The masters of all things freak created a beautiful folk record. A must have.

“A Love That Leads To War is a clear departure in style and mood for Memphis Tennessee’s Aquarian Blood. The band’s 2017’s debut LP on Goner Records, Last Nite In Paradise, is a chaotic punk epic rising and falling like the soundtrack to a paranoid nightmare. As a live act, the six-piece band’s sonic atrocity left clubs and house shows around Memphis on life support. The band’s follow up Goner release, A Love That Leads To War, is a more intimate offering of fifteen tracks. Indirectly sparked when full-band drummer Bill Curry was temporarily lost due to a broken arm, Aquarian Blood began playing out in February 2018 as the scaled-down, four-piece incarnation. This more personal album was written, recorded and (almost entirely) performed by founding husband/wife duo J.B. Horrell (Ex-Cult) and NOTS alum Laurel Horrell.

Just grazing the surface of the album can draw a line backwards from the acoustic entirety of A Love That Leads To War to Aquarian Blood’s unsettling past. The opening track “There’s A World” is a finger-picked fever dream nailing the rarified “beauty jumps into bed w/ horror” sweet spot so squarely one can’t believe it’s not a cover of some hippy hangover perfection dating back to the Nixon administration. It’s no first-song/best-song hat trick, but rather a deft setup of the next 39 minutes. “No Place I Know” “In the Water,” and “Their Dream” would fit in well in the shimmier side of the Shimmy Disc catalog, and “Thought of Her” is reminiscent of Damon and Naomi. Taken as a whole, though, this album retains the unsettling feel of the best atmospheric 60s loner psych better than any of the above, and the occasional addition of swirly moog and staccato drum pad beats keep it from slipping into nostalgia. A Love That Leads To War is the perfect sound to erase the summer and soundtrack the low-hum of cold-weather anxiety.

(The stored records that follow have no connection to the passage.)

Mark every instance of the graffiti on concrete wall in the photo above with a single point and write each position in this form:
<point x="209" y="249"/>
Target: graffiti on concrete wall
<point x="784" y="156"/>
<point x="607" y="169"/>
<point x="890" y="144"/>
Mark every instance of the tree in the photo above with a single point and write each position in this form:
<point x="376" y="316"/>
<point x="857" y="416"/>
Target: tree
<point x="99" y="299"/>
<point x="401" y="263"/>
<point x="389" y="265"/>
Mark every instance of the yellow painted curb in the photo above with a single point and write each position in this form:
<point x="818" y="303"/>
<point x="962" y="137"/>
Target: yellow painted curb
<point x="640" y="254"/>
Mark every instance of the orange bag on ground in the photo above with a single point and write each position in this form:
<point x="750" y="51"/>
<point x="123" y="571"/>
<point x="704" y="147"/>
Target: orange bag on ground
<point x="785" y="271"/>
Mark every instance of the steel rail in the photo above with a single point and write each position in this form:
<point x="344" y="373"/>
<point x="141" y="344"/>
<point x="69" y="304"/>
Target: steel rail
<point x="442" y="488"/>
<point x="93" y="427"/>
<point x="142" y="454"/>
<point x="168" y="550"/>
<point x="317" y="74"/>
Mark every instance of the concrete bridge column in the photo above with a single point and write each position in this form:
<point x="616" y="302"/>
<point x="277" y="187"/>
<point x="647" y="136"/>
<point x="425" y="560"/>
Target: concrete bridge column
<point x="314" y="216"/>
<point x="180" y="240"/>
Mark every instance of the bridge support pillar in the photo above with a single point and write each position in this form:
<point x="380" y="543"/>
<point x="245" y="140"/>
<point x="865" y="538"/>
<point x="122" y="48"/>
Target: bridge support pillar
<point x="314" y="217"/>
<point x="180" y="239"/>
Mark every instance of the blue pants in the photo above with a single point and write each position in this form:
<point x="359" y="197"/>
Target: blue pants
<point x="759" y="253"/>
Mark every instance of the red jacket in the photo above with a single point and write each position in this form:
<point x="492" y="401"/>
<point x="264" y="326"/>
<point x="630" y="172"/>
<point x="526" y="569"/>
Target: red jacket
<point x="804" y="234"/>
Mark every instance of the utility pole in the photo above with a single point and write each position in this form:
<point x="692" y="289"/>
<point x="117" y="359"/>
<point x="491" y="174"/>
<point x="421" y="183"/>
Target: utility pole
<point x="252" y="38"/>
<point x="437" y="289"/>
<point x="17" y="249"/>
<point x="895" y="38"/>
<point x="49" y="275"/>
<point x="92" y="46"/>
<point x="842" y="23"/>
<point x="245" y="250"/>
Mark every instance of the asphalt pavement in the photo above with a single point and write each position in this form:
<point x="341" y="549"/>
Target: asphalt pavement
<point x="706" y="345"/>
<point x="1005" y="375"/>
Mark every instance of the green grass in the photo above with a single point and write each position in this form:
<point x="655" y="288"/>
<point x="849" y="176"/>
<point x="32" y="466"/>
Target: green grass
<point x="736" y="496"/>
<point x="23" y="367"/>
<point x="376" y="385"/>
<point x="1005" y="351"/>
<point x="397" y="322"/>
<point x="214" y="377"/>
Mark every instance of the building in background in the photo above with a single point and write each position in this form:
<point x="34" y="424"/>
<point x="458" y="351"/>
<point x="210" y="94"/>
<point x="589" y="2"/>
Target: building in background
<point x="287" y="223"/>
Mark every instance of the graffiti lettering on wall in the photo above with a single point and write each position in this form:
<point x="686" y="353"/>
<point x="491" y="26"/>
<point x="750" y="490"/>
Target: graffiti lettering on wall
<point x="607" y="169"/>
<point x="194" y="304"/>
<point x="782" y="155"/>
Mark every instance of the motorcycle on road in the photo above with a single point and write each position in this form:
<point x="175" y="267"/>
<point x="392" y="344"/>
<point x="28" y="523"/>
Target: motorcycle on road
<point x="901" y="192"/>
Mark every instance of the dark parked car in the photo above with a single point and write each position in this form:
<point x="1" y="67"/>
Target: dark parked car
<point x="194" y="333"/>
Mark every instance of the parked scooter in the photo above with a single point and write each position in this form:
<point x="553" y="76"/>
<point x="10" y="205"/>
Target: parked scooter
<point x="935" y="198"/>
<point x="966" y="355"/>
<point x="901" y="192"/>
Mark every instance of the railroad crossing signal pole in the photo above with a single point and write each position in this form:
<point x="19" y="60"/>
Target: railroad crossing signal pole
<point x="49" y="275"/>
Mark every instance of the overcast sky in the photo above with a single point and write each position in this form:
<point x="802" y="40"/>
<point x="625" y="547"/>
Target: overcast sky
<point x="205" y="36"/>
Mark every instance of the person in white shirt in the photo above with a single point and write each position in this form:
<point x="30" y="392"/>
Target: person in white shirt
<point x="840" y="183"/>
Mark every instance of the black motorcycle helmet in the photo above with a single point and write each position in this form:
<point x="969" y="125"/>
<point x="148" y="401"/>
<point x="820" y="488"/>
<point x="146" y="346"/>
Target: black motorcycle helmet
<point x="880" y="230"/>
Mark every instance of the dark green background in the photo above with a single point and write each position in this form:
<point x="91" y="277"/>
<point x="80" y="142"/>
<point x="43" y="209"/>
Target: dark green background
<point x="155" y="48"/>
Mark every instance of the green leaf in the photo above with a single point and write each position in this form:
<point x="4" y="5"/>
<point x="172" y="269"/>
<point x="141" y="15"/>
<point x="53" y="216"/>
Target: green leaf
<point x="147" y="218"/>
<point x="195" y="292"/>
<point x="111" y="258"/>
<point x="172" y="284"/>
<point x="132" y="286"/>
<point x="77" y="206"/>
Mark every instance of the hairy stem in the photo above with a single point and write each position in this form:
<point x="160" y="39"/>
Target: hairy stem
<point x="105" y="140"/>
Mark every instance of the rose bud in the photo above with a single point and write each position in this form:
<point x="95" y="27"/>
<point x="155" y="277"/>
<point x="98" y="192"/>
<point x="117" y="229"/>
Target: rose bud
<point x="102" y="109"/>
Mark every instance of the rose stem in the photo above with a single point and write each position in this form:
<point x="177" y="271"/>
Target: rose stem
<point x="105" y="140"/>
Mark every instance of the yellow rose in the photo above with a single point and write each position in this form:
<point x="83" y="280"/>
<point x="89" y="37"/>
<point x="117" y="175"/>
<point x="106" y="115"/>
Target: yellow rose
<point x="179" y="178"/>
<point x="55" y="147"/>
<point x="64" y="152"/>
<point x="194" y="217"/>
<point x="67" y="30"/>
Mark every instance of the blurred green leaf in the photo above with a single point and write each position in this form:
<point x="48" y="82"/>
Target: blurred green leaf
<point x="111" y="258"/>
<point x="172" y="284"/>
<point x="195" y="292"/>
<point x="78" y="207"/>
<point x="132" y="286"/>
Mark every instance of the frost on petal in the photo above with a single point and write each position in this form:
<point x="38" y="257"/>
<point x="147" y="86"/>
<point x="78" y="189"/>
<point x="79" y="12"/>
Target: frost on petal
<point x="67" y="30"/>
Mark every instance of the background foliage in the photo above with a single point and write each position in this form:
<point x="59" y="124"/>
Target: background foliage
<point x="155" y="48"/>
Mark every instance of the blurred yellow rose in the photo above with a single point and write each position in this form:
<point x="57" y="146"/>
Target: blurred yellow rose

RIYL: Syd Barrett, Roky Erickson, Father Yod, Skip Spence, Lower Plenty, Comus, Damon and Naomi, John Fahey, early-70s Richard and Linda Thompson, Edie Sedgwick in an empty swimming pool, Simon Finn, Jackson C. Frank, Pelt/Jack Rose, Death in June, Current 93, and anything good that came out of the most unfortunately-named “Freak-folk” and “New Weird America” early-century moments.”